Post by The Mac » Wed Aug 28, 2013 3:49 am

Thanks for the advice.

1) My airflow issues are fine now, the ITV6 runs cooler.

2) i understand thats optimal, however it did not provide enough gain for the ITV4, let alone the ITV6, so i had to place it infront of the ceton and live with the marginal cable signaling.

3) I have ordered a Moto BDA-K1/RA with active return to replace my crappy radio shack special. Since its 15db forward, 10db return i will again try to place it at the entry point to also boost my marginal cable modem signals (they are sufficiently low that the extra gain shouldnt throw it out of spec) and hope there is enough gain for the card. I have no TAs.

4) With only one or two tuners operating, signal is acceptable (between -4db, and -9db) however as more tuners are engaged, the signal drops rapidly, approaching -20db by the time it get to the 4th tuner. While this was tollerable whith the ITV4, this will be unaccepable once it hits the 5th or 6th tuner in the ITV6.

5) I live in an old apartment, in a historic section of the city - read: lousy infrastructure. My cable comes in through a whole drilled through the exterior wall and a single run strung down from the roof, where the main trunk is strung across many rooftopps. The house wiring inits entirety is a sigle cable shoved through said hole and left dangling on the floor. Both my splits and equipment is litterally a foot from that dangling wire (except for the 50ft run to the cable modem) so there is little chance of signal insertion (other than the shitty external cabling).


My diagram is off because the site removed all the spaces and i had to improvise, so ill explain.

My rack is literally 1 foot from the entry point.

The cable modem is split on a 2 way splitter right after entry, the 2nd leg going to a 2nd splitter to a tv, and the ceton.

without an amp, i am lucky to get 2 of the 6 tuners to functional without macroblockering.

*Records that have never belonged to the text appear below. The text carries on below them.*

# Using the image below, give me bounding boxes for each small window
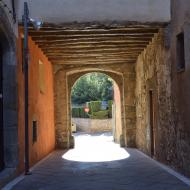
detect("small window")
[176,32,185,72]
[32,121,37,143]
[39,60,45,94]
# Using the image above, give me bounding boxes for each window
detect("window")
[39,60,45,94]
[176,32,185,72]
[32,121,37,143]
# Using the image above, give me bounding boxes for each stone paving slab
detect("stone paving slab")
[9,134,190,190]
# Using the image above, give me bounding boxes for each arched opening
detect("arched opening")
[63,72,129,162]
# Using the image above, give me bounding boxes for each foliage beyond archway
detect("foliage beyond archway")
[71,72,113,104]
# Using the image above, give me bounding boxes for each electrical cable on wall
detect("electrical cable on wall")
[0,0,16,22]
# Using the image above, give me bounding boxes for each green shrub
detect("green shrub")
[72,108,80,118]
[89,101,102,113]
[90,110,108,119]
[72,107,89,118]
[108,100,113,118]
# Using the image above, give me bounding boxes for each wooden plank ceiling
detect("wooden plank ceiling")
[29,24,162,65]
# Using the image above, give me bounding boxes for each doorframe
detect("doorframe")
[148,89,156,157]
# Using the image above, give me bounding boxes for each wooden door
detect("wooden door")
[0,49,4,170]
[149,90,155,157]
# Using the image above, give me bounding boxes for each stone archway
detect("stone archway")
[0,7,18,175]
[67,69,125,147]
[54,63,136,149]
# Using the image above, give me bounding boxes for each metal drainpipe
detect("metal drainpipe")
[23,2,30,175]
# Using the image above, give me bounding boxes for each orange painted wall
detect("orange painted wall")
[18,31,55,171]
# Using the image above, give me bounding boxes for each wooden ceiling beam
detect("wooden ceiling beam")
[32,35,153,41]
[29,27,158,35]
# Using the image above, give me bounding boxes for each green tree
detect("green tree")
[71,73,113,104]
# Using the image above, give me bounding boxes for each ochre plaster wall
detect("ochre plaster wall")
[17,32,55,171]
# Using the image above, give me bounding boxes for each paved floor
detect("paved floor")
[12,134,190,190]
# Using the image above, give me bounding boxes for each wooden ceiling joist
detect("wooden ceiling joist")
[26,22,163,65]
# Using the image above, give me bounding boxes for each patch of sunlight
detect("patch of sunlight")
[62,133,130,162]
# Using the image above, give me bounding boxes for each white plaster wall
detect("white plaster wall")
[18,0,170,23]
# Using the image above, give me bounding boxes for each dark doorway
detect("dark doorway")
[149,90,155,157]
[0,47,4,170]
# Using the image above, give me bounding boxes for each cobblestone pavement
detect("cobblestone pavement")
[12,134,190,190]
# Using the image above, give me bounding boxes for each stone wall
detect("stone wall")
[166,0,190,176]
[54,63,136,148]
[72,118,112,133]
[136,29,173,157]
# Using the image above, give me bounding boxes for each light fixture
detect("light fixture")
[29,18,43,30]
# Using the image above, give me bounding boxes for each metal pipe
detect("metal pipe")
[23,2,30,175]
[11,0,16,23]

putting the amp at the entry point does not provide enough signal boost for the ceton, so i had to put it in front of the ceton to get any additional tuners to function

The exterior/entry cable is old, from the old analog system (replacing it would be a major pain in the ass), and all my internal cabling and splits (except for the 50ft run to the cable modem) are literally right at the entry point so there is little chance of signal insertion.